ハレルヤオーバードライブ! - コミックナタリー 特集・インタビュー (original) (raw)
等身大のバンドライフをやろう
──まずは初単行本のリリース、おめでとうございます。僕らナタリーは音楽ニュースサイトからスタートしたこともあり、バンドものの最新型として「ハレルヤ」には注目していました。
高田 ありがとうございます。僕自身、大学時代は軽音サークルでバンドやってたので、もともと描いてみたかったところにゲッサン創刊でお話をいただいて。
星野 編集部としては、ゲッサンのラインナップを考えてるときに文化部ものが絶対必要だって話があって、バンドマンガ欲しいね、と言っていたんです。じゃあ高田君バンド大好きだし来てくれ、と。
高田 それが創刊の1年くらい前ですね。
星野 最初やりとりしていたネームはちょっとギャグ寄りの、スーパースターが普通の高校生を巻き込んでバンドやってく、みたいのだったんです。でもそれがうまく転がらず、2人で話してたときに彼の大学時代のエピソードを聞いて。それで方向性が決まりましたね。
──そのエピソードというのは。
高田 いやその……当時、軽音サークルで好きな人がいまして。サークルの先輩に「お前明日告白しろ」とか強要されるんですよ、飲み屋で。でもベロベロになってしまって、その、おイタをしてルパン三世みたいな状況で警察のご厄介になり、先輩に迎えにきてもらって、それでも翌日告白したとかいう、まあしょうもない話ですよ。
星野 や、面白かったよ! 結局バンド関係ないんだけど、それが高田先生のバンドライフだったんだなー、と。だったら変にマンガ的なスーパースターだのやんないで、等身大な身の回りの話を描こうと決まったんです。例えば「タッチ」が野球マンガかと言ったら、野球はやってるけどあれは青春群像劇ですよね。それと同じで。
高田 だからプロを目指す、成り上がるみたいな話じゃなくて、小雨とハルさんの恋愛が軸で、そのために音楽に傾倒していくって流れなんです。

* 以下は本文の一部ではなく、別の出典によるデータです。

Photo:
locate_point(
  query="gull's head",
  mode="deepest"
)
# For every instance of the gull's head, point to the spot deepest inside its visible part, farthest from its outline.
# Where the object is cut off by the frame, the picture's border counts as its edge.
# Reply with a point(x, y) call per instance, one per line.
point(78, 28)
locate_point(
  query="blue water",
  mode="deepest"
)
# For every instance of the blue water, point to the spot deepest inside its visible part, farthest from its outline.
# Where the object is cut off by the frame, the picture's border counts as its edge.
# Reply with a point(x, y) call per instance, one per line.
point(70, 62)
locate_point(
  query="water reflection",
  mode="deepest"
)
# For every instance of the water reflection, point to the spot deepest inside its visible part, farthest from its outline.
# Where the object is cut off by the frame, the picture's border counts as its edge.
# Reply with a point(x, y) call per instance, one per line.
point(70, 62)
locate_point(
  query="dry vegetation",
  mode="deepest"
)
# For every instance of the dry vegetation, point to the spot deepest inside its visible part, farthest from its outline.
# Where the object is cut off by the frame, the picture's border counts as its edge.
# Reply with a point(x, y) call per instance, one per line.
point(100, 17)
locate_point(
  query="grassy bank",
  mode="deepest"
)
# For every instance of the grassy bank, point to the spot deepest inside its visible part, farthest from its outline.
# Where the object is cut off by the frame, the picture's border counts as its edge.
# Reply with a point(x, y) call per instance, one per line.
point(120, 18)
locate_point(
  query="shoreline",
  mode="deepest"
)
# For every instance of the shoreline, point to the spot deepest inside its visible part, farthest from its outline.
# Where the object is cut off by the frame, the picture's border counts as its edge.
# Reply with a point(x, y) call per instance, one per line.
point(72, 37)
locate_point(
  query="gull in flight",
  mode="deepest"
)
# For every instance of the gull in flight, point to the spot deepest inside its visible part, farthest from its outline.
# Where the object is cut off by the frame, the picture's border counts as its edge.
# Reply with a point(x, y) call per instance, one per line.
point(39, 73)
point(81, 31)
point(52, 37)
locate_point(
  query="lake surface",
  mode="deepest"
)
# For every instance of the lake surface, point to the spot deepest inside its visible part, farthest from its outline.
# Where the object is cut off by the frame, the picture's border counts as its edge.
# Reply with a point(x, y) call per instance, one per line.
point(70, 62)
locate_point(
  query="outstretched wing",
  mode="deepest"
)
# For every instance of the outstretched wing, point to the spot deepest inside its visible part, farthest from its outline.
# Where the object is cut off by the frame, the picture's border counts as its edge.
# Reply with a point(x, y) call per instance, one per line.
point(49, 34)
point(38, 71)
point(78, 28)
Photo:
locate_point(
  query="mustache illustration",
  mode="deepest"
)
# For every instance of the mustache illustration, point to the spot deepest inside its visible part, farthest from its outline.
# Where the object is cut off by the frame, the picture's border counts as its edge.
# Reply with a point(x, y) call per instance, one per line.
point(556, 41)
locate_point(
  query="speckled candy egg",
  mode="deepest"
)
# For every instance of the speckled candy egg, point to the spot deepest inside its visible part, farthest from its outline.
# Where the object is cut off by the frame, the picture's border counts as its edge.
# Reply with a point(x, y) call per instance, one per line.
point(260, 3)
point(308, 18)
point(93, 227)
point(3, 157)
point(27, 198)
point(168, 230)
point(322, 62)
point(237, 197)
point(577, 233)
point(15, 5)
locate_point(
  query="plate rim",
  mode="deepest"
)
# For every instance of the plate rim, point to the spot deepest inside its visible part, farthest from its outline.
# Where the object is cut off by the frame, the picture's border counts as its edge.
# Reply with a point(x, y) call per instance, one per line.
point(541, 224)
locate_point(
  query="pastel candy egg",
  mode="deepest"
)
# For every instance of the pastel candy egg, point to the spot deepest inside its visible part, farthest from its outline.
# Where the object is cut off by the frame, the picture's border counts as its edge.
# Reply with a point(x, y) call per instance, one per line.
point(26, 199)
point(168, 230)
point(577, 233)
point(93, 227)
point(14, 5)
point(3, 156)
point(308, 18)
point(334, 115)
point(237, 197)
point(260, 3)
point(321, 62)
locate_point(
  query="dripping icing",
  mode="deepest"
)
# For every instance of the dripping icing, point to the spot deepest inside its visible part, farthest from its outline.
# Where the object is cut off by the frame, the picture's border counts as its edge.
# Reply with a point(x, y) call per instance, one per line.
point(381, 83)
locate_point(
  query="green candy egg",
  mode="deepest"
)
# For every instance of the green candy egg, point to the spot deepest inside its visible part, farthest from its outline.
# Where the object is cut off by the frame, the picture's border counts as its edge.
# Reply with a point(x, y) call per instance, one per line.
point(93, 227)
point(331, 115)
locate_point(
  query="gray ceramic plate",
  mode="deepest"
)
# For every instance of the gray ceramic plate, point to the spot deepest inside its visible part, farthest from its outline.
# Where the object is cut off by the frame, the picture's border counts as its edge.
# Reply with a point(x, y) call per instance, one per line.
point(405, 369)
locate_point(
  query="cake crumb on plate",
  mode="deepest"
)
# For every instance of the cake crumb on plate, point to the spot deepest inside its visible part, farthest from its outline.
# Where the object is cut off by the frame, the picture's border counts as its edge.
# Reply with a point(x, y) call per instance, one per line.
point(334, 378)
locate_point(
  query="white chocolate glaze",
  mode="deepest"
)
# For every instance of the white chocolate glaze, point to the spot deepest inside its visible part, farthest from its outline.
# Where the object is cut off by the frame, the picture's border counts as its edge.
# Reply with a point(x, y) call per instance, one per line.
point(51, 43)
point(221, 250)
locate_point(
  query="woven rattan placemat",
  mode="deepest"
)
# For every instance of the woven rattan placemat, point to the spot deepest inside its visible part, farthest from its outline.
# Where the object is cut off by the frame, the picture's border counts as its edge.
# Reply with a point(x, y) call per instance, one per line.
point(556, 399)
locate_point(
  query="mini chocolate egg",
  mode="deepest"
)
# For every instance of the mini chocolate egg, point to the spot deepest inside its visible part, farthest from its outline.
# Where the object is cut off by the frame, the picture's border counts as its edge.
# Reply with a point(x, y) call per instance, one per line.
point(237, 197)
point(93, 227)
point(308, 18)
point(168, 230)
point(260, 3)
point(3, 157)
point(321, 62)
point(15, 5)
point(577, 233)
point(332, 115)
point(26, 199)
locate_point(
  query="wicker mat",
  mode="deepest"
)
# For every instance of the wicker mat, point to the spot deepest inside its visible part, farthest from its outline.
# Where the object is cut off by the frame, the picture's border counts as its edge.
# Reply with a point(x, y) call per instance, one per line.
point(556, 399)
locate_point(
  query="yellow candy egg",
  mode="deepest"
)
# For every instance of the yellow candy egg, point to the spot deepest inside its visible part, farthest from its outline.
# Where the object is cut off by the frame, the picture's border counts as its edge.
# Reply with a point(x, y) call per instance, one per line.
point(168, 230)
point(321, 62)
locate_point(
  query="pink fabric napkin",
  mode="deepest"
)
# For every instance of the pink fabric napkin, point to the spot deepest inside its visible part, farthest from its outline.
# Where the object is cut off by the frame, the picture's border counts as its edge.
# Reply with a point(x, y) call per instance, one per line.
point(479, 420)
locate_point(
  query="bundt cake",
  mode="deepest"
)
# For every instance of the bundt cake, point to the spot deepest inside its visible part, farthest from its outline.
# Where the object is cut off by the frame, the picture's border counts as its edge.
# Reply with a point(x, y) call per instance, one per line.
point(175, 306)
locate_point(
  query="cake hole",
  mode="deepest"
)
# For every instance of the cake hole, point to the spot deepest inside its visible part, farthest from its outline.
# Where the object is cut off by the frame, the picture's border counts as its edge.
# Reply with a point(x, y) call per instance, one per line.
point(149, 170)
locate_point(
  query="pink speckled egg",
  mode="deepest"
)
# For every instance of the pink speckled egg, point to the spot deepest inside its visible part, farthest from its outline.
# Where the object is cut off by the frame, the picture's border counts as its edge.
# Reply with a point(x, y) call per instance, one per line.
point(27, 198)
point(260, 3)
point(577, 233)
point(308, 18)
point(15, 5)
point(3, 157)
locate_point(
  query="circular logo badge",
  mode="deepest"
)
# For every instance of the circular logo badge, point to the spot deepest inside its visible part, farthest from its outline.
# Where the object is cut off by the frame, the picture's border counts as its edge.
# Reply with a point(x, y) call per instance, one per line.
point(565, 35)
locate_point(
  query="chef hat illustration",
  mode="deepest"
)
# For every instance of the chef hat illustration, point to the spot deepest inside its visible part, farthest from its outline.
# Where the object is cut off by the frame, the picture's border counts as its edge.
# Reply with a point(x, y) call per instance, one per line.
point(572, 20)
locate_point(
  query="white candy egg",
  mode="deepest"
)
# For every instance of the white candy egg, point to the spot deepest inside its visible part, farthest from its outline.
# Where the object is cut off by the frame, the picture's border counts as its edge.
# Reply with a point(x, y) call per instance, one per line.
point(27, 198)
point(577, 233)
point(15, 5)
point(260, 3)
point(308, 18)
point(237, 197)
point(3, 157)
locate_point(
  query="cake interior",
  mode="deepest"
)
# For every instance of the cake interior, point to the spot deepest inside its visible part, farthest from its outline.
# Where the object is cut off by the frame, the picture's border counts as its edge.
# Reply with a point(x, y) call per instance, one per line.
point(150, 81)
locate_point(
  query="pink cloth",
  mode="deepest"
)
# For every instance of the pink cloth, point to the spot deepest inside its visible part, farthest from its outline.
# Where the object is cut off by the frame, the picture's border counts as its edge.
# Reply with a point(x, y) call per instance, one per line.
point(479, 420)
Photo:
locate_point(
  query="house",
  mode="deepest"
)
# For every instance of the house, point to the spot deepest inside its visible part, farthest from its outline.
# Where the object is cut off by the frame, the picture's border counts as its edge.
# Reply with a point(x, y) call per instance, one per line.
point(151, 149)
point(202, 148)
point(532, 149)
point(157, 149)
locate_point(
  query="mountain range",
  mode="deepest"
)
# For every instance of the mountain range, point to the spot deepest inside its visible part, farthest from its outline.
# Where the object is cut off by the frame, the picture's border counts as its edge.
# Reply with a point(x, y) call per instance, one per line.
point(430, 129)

星野 登場人物も、けっこう実在のバンド仲間を登場させてるよね。
高田 ですね。当時サークルにいた学年が1個上の女の先輩が、ドラムを叩いてるんですけど、背がすごい低いんです。それでツーバス。
──まんまハルさんじゃないですか!
高田 ですね……まんまじゃないけど、モデルにはなってます。あと(サークルに)入ったばかりのとき、髪がツヤツヤですごいガタイのデカい人が部室に座ってたんですよ。こりゃ「この人絶対ドラムだな」と思い込んでたら実はベーシストでびっくりした、ってのもあって。
──鷹木部長ですね。作中ではベースじゃなくボーカルですが。
星野 そう。デブだからドラムって決めつけると怒られる(笑)。「その話面白いから使おう!」って盛り上がっていたら、高田先生から「ほんとは軽音楽部なんだけど、学校で禁じられてるから金属理科学研究部として活動してる。読みは“メタりか”ってどうすか?」ってアイデアが出て、「それいいよ!!」って即決でした。